自分のことをレディだと言っておきながらこのていたらくではまだまだね。
「やあ、リーゼ。旅の疲れは落とせたかい?」
「お父様!」
広間に入ってきたお父様は、別棟のお風呂で湯浴みを済ませてきたようで、わたしが駆け寄るとふわりと石鹸のいい匂いがした。
まだ乾き切っていない少し濡れた髪が色っぽい。
お父様の後ろにはシーツ爺とメイ。
ふとテーブルに目を移すと、そこには五組のカトラリーがセッティングされていた。
という事は――
「二人も一緒にご飯食べるの?」
わたしが笑顔を浮かべると、シーツ爺は少し申し訳なさそうに笑った。
通常、使用人が主人と一緒に食卓を囲むことはない。
旅の道中ではそうも言っていられないこともあって、一緒に食事をすることもあったため、今回の旅の締めくくりとして、二人を労う意味も込めて、お父様が取り計らってくれたのかもしれない。
ちなみに、メイは特に気にした様子もなく普通に笑っていた。
まあ、そういうところがメイのいいところでもあるんだけど。
「では、皆の無事の到着とリーゼの初等部入学を祝して乾杯をしましょう」
全員が席についたところで、叔母様がグラスを掲げた。
本来はこういった挨拶は当主であるお父様がするところなんだけど、ここは叔母様が管理しているお屋敷だし、今回はわたしたちはゲストなので、自然と叔母様が乾杯の音頭をとることになった。
みんなで乾杯をしたあとは、楽しい食事の時間のはじまり。
見た目だけでなく、味わいも珍しい王都の料理はとても美味しかったし、大人たちはみんな陽気にお酒を飲んでいて、とても楽しそうだった。
この国の成人は十五歳からなので、わたしがお酒を飲めるようになるのは当分先だけど、こんなふうに楽しくお酒が飲めるなら、早く大人になりたいなと思う。

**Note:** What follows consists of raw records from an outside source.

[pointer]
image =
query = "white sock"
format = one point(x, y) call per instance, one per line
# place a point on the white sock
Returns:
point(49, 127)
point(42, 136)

これまで酒と言えば、疲れと寂しさを誤魔化すためだけの道具みたいなものだったので。
食事中、お父様と叔母様が気になって、ときどきちらちらと二人の様子を見ていたけど、そんなわたしの心配をよそに、お父様と叔母様は和やかに談笑していた。
それを見たわたしはほっと胸を撫で下ろす。
みんな仲良くっていうのが実現不可能な理想論だということはわかってはいるけれど、せめて身近な人たちぐらいは仲良くしていてほしいと思うのは我儘ではないはずだ。
ギスギスした雰囲気の中にいるのは嫌ですからね。